Novel Reflections on “Submission”

Michel Houellebecq’s controversial novel about France in the future provides occasion to think about the relationships between Islam, secularism, and Catholicism

“’It’s submission,’ Rediger murmured. ‘The shocking and simple idea, which had never been so forcefully expressed, that the summit of human happiness resides in the most absolute submission.
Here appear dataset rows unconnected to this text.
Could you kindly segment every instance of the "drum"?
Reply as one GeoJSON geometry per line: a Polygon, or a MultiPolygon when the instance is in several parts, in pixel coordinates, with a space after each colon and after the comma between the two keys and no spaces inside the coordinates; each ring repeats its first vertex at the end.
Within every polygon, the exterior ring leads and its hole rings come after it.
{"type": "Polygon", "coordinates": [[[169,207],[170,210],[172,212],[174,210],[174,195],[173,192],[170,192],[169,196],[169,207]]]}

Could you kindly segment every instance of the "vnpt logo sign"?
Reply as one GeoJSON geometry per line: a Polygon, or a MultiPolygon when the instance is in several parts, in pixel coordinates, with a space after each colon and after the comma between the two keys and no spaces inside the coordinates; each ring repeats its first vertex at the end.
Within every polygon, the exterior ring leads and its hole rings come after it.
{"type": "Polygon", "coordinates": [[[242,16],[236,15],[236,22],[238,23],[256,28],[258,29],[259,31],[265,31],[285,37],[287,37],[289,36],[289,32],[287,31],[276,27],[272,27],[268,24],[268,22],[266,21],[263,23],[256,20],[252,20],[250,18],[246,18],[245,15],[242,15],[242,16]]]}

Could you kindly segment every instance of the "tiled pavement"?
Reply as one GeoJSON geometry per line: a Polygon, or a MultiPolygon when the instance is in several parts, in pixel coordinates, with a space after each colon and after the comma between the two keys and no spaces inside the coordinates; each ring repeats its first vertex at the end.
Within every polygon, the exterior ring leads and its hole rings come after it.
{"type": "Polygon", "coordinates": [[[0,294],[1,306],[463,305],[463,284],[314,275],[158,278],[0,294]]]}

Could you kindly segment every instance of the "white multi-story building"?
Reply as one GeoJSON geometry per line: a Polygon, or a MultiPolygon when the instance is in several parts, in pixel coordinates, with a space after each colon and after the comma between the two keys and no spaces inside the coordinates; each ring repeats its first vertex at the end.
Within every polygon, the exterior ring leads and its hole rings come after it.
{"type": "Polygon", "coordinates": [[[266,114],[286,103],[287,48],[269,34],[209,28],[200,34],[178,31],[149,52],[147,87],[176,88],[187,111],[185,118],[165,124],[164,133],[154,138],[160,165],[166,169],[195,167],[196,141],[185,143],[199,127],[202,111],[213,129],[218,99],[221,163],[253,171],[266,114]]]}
I hesitate to discuss the idea with my fellow Muslims, who might consider it sacrilegious, but for me there’s a connection between woman’s submission to man, as its described in the Story of O, and the Islamic idea of man’s submission to God.’” — Michel Houellebecq, Submission: a Novel (New York: Farrar, Straus, and Giroux 2015; translated from the French by Lorin Stein), 212.

I.

A former student of mine sent me a copy of the French novel Submission, a satirical and pointed story set in 2022. To read a novel such as this one, it is helpful to know French, the delights of French foods, cheeses and wines, the literature of France, its religion, its geography, and its sense of style. It also helps to know the names of the streets of Paris, something of France’s academic life, and the intricacies of its mind. Reading Houellebecq’s novel, one realizes that all of the famous indications of the French life, both its virtues and its vices, are passing away, rather quickly, before one’s very eyes—not to be replaced by complete secularism, which is already in control, but by Islam.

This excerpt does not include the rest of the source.